Recently a Time-of-Flight 2D/3D image sensor has been developed, which is able to capture a perfectly aligned pair of a color and a depth image. To increase the sensitivity to infrared light, the sensor electrically combines multiple adjacent pixels into a depth pixel at the expense of depth image resolution. To restore the resolution we propose a depth image super-resolution method that uses a high-resolution color image aligned with an input depth image. In the first part of our method, the input depth image is interpolated into the scale of the color image, and our discrete optimization converts the interpolated depth image into a high-resolution disparity image, whose discontinuities precisely coincide with object boundaries. Subsequently, a discontinuity-preserving filter is applied to the interpolated depth image, where the discontinuities are cloned from the high-resolution disparity image. Meanwhile, our unique way of enforcing the depth reconstruction constraint gives a high-resolution depth image that is perfectly consistent with its original input depth image. We show the effectiveness of the proposed method both quantitatively and qualitatively, comparing the proposed method with two existing methods. The experimental results demonstrate that the proposed method gives sharp high-resolution depth images with less error than the two methods for scale factors of 2, 4, and 8.
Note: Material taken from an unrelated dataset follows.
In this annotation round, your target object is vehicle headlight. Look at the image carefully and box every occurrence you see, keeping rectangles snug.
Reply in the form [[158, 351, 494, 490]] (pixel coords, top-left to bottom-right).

Robust binarization of gray-coded pattern images for smart projectors

A smart projector, equipped with a camera, automatically adjusts its keystone and color transformation according to the shape, position, orientation, and reflectance of projection surfaces. To realize the automatic adjustment, smart projectors build a mapping between pixel locations in a projector image and their corresponding locations in the camera image of the projected surface. Complementary gray-coded patterns play an important role in building such correspondences; corresponding pixels share the same code, so that correspondence search becomes as simple as reading out the codes. If the camera views a wider area than the projection region, a significant number of camera pixels capture surfaces outside the projection region. To build correct correspondences, detection and rejection of them is indispensable. In this paper, we build a robust method for detecting and rejecting those pixels, so that the camera images of the patterns will be correctly binarized. Experimental results show that the proposed method effectively rejects outliers while preserving accurately binarized pixels.